The Wokening vs. the Trumpening

This might sound strange, but this week I’ve been spending a lot of time thinking about a news item I didn’t really care about. Or, more precisely, I’ve been thinking a lot about why I didn’t care about it. I’m talking about the controversy that erupted when the New York Times published Tom Cotton’s op-ed, “Send in the Troops.” The controversy consumed journalism for days. Online it completely swallowed the news of Gen. James Mattis’s statement of opposition to Trump. On Twitter, the debate competed with news of massive national protests for virtual airtime. 

Yet aside from my concern for friends at the Times—such as Bari Weiss, who has been repeatedly and unfairly attacked—I had a hard time caring about the turmoil, or of seeing it as particularly significant in the context of the moment. In fact, days later, I’m still a bit bored.
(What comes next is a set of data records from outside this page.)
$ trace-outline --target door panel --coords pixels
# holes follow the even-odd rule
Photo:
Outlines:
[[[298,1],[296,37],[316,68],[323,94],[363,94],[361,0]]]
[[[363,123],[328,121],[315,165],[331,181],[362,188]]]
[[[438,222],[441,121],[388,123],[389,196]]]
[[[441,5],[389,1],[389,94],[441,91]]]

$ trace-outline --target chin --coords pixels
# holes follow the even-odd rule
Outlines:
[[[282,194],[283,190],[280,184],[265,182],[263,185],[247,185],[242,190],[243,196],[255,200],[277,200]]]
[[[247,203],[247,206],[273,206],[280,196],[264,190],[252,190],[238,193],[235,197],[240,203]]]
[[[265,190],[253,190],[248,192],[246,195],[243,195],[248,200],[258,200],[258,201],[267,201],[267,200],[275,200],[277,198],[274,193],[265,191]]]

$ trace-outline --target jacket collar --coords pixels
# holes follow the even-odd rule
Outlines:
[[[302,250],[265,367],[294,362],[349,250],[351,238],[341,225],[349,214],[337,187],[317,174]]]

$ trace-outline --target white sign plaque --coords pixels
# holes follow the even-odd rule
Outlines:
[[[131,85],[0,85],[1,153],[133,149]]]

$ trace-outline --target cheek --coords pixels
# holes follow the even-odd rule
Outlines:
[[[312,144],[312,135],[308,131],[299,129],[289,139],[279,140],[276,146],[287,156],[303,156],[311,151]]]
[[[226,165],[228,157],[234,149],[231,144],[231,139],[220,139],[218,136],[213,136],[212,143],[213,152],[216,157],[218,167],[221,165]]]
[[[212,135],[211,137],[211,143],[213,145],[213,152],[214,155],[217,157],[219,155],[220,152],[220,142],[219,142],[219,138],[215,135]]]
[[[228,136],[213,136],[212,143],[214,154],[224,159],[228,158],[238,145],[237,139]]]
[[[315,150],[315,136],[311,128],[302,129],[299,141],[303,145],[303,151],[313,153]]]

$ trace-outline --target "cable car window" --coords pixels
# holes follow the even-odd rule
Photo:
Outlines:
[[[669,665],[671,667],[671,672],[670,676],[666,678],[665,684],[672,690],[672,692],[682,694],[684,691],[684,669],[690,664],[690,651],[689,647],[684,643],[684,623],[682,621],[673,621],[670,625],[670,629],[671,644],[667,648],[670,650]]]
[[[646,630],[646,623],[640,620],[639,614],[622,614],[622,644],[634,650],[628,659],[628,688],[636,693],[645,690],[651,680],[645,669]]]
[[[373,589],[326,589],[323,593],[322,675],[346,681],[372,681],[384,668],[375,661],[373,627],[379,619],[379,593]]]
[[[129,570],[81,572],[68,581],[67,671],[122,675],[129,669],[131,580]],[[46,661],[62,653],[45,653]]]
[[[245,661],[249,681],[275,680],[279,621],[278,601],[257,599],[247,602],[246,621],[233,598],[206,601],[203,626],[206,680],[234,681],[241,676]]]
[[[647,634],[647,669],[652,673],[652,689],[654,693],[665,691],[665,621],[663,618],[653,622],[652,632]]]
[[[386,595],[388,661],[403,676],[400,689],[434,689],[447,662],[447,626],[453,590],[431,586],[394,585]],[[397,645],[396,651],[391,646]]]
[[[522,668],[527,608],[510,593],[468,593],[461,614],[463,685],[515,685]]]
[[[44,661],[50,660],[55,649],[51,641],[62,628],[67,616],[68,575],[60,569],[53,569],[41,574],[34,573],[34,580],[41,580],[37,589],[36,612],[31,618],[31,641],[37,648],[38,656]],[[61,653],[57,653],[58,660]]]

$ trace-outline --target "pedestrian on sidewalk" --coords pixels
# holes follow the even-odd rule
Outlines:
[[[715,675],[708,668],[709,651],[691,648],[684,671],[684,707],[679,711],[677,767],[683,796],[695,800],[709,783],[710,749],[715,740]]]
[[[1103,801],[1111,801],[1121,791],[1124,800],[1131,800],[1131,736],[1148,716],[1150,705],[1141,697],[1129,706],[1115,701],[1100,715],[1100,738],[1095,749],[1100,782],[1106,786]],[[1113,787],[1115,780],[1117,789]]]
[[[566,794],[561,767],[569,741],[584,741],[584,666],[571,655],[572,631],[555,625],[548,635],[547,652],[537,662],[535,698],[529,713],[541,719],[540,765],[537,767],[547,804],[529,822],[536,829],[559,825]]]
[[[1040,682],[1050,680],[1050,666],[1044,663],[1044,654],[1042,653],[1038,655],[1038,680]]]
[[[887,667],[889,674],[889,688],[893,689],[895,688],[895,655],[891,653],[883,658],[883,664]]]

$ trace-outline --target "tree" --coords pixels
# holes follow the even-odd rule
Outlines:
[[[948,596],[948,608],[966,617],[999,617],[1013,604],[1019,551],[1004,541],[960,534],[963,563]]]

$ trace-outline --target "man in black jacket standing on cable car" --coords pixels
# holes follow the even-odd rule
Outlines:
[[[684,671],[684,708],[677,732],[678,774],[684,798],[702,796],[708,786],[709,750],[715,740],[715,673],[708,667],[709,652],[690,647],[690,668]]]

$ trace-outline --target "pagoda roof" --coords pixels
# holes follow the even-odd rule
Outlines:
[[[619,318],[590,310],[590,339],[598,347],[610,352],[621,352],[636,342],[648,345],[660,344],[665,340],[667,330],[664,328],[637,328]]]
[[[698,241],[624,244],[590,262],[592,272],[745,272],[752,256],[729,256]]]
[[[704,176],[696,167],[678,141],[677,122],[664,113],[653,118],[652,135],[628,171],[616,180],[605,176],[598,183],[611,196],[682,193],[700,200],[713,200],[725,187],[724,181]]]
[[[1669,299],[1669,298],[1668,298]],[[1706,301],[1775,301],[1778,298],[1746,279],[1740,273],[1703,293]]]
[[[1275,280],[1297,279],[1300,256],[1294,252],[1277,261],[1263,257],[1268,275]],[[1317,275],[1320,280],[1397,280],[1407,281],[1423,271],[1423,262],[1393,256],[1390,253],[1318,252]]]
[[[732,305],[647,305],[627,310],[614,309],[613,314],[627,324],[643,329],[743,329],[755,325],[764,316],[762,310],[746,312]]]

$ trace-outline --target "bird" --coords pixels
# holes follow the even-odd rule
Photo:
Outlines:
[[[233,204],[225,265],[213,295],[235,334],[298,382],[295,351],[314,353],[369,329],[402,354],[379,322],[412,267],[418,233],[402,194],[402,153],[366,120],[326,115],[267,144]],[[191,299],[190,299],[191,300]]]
And I’ve finally figured out why. To borrow a medical analogy, when a man is wounded, you treat the worst conditions first (if you ever want to learn about combat lifesaver methodology, look up the acronym MARCH), and the spasm of outrage at the Times was one of the least important events of the last two weeks.

Consider the following events that occurred in the days and hours before the Times published Cotton’s op-ed:

1. The president of the United States threatened to invoke the Insurrection Act over the objection of governors and mayors to deploy troops under his command into the nation’s streets.